Recently, UC Irvine's Residential Network department changed their security policies to include the following requirement:
Reconfiguration of Home Routers
Home routers will need to have DHCP functionality and network address translation (NAT) disabled.
Now, I've only dabbled in network protocols, but I thought that it's impossible to tell if a device on your network is a router using NAT or a client that's just making a lot of connections, and that DHCP is completely OS agnostic.
So I'm wondering: social issues aside*, would it be technically feasible to enforce this policy**? (on a university residential network's budget, of course)
I don't know how they could do it, especially in a network that has to deal with more sophisticated users who might be doing things like changing their MAC address or modifying their browser's user-agent string (and isn't that particularly expensive to sniff?).
On the other hand, like I said before, I've only ever dabbled in network protocols, so maybe there's something obvious I'm missing.
* Presumably, after this policy change, they can now say "well, you weren't following policy, it's your job to find the computer that was infected and fix it".

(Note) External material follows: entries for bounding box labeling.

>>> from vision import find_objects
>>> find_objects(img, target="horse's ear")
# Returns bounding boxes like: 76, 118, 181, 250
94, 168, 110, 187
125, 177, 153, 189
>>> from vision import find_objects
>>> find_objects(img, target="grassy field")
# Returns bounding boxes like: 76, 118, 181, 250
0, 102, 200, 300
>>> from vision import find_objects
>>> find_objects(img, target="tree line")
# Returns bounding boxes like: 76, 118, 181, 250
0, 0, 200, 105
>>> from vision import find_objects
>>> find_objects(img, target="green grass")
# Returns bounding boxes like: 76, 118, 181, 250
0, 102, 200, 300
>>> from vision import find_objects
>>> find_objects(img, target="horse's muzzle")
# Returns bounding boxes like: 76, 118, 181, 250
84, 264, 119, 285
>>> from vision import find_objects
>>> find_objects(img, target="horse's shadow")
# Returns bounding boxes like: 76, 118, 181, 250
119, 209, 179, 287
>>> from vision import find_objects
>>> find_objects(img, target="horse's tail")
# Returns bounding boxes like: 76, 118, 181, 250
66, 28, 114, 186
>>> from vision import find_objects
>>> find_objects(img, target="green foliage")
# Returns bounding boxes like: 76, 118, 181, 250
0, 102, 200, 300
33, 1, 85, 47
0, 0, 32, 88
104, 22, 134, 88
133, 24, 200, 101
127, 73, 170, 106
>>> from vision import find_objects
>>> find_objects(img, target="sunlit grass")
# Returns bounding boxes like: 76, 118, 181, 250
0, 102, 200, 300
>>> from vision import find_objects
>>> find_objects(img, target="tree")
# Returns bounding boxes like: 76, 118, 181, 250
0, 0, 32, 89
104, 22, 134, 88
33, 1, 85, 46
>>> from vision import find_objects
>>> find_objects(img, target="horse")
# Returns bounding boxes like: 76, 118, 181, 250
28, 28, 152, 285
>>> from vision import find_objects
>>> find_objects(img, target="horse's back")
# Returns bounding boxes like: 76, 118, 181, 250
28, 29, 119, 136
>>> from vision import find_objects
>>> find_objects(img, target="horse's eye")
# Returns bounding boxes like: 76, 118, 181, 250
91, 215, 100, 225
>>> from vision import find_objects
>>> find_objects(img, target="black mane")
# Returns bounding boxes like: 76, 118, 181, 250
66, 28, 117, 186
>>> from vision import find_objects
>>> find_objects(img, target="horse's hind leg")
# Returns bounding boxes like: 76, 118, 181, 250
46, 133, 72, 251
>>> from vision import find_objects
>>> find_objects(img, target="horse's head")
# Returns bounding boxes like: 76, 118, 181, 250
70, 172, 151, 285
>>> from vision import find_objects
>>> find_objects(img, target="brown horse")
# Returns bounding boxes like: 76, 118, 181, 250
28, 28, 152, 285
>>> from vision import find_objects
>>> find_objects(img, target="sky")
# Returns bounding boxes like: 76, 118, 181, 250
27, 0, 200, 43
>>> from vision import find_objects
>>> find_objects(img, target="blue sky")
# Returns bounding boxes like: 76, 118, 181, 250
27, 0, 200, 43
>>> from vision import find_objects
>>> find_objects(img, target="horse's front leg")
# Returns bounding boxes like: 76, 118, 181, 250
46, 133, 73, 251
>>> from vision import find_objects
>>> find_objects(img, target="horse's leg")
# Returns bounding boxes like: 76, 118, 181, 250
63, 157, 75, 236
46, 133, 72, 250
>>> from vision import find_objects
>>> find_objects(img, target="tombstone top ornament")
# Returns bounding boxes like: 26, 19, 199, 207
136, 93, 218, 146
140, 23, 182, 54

** As far as I can tell, they aren't actually. It theoretically went into effect last week.
Best Answer
It can be difficult, but not impossible. For example, if you see a Macintosh and a Windows browser client from the same IP, that's probably NAT. Or, if you routinely see near-simultaneous requests for completely different web pages (say, serverfault and TMZ), that could also be a sign. Or, ICMP requests that can be "fingerprinted" differently - e.g. some implentations null-filling certain packets and some that don't. Remember, even if they do find people doing these sorts of things, it's still against policy, so if they catch you doing it, they can still say 'it was against the rules'. You can almost never fully enforce a policy decision via technical means, but this allows them to say 'See, it is against the rules.